Genetic Differentiation

Multiple methods were used to infer tiger genetic clusters. A phylogenetic network was constructed in the program SplitsTree464. A NeighborNet network was computed based on p-distance generated from the input data in the form of fasta sequences. A maximum likelihood based approach implemented in the program Admixture65 was used to identify the number of population clusters supported by the data. The program was run with 10-fold cross-validation for K values ranging from 1 to 6. The best K was inferred based on the value of K that had the least cross-validation error. For a more visual interpretation of population structure, a principal components analysis (PCA) was performed using an R package66. Additionally, a network-based approach was also used to infer hierarchical clustering as implemented in NetStruct67. The program constructs a network by connecting individuals above a genetic similarity threshold. This is followed by community detection to identify groups of individuals much more closely related to each other than to those in other groups – a process analogous to detecting genetic clusters. Based on the observed range of genetic distance, the network was plotted at multiple thresholds, followed by community detection using a fast-greedy algorithm. A permutation test was done to test the significance of the observed network.

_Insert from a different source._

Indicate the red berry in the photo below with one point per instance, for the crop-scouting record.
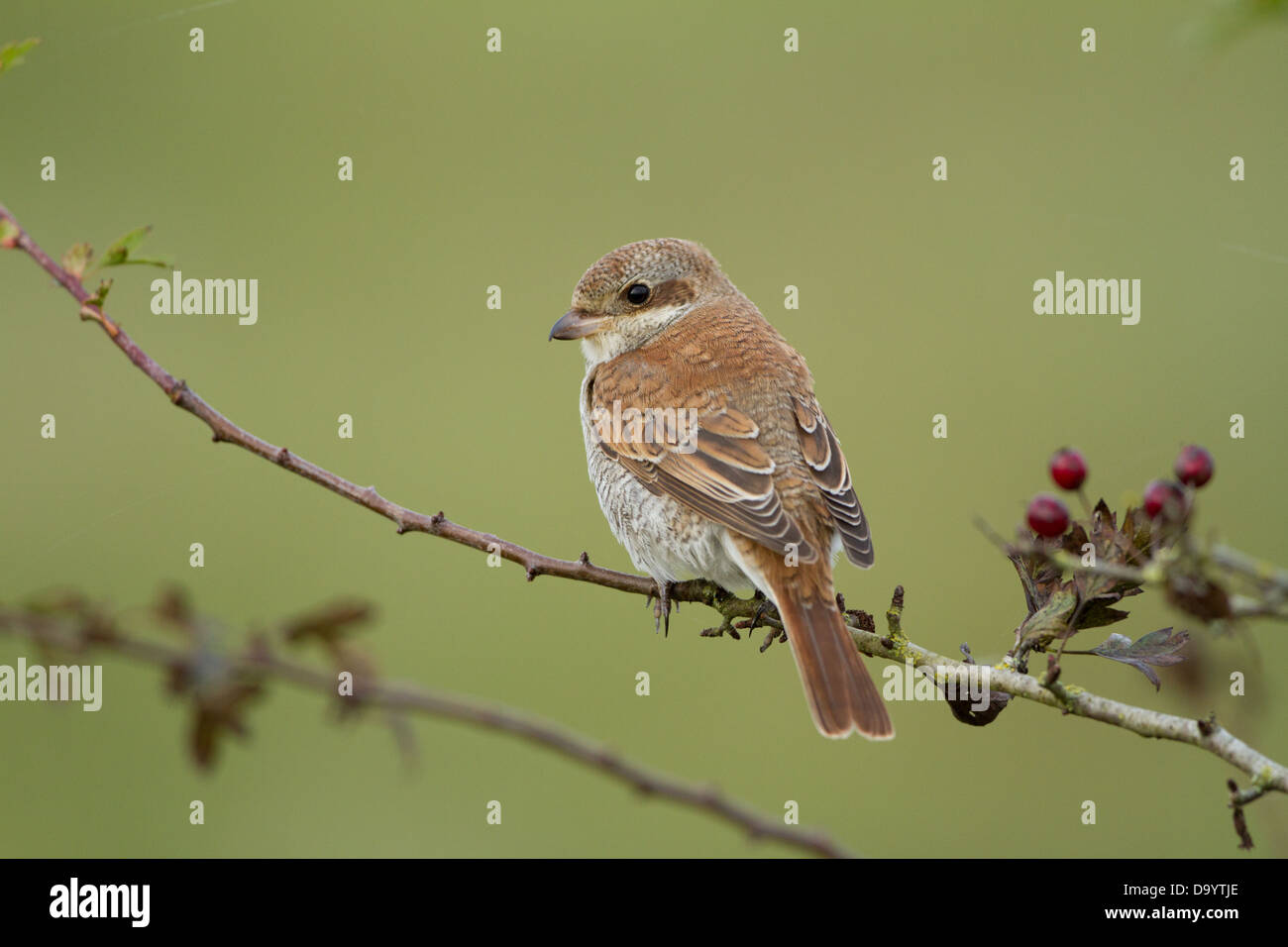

Pair-wise FST was calculated between clusters using the Weir and Cockerham estimator in Arlequin68. Summary statistics, including heterozygosity (He) values and theta (H), were computed in Arlequin68. Pair-wise relatedness (p^) and individual inbreeding coefficients (f) were estimated in Plink69. AMOVA68 was used to test for hierarchical structure. Theta (H) was estimated as a proxy for effective size (Ne) of each genetic cluster.

Isolation by Distance

A Mantel test was performed to check for isolation by distance in R66. Genetic (DPS = 1− proportion of shared alleles) and geographic distance were calculated for all pairs of individuals. To test for significance of the observed Mantel’s R a randomization was done with 999 replicates. A Mantel’s correlogram (package vegan) was used to identify the distance classes at which the correlation was significant.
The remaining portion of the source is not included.